FIGURE 6.

Treatment of hNSC with purified C1q and C3a modulates hNSC fate and migration in vitro. (A and B) hNSC were treated with purified C1q and/or C3a at [PMN] or [Mϕ], followed by immunocytochemical quantification of GFAP⁺, nuclear Olig2⁺, and β-tubulin III⁺ cell number. Comparisons versus DM control (dashed line) were conducted using one-sample t tests (^#p < 0.05, ^##p < 0.01, ^###p < 0.001). hNSC differentiation in the presence of C1q plus C3a[PMN], but not C1q plus C3a[Mϕ] increased the percentage of GFAP⁺ cells and decreased the percentage of Olig2⁺ cells at 14 DIV compared with DM control. (C and D) hNSC were treated with purified C1q and/or C3a at [PMN] or [Mϕ], followed by Transwell assay quantification of migration, respectively. Comparisons versus DM control (dashed line) were conducted using one-sample t tests (^#p < 0.05, ^##p < 0.01, ^###p < 0.001).
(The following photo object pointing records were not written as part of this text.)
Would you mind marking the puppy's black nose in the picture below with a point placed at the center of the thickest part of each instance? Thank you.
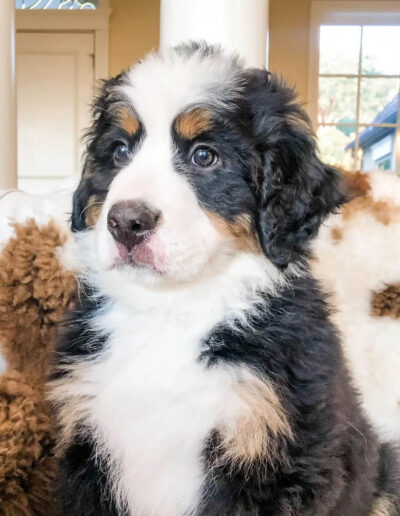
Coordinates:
(130, 221)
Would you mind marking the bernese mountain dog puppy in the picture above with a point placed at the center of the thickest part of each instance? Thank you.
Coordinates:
(199, 374)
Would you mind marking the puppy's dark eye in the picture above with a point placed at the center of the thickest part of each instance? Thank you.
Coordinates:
(204, 157)
(122, 154)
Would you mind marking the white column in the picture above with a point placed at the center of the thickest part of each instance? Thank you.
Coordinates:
(238, 25)
(8, 131)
Comparisons across multiple groups were conducted using one-way ANOVA [(C): F = 8.513, p < 0.0005; (D): F = 18.84, p < 0.0001], followed by Tukey post hoc tests (*p < 0.05, ***p < 0.001, ****p < 0.0001). Addition of C1q[PMN], C3a[PMN], and C1q plus C3a[PMN] increased hNSC migration versus DM control, and relative to SDF1α. Addition of C3a[Mϕ] and C1q plus C3a[Mϕ] decreased hNSC migration versus DM control, and relative to SDF1α. n = 2 technical replicates and n = 3–4 biological replicates/condition. Mean ± SEM.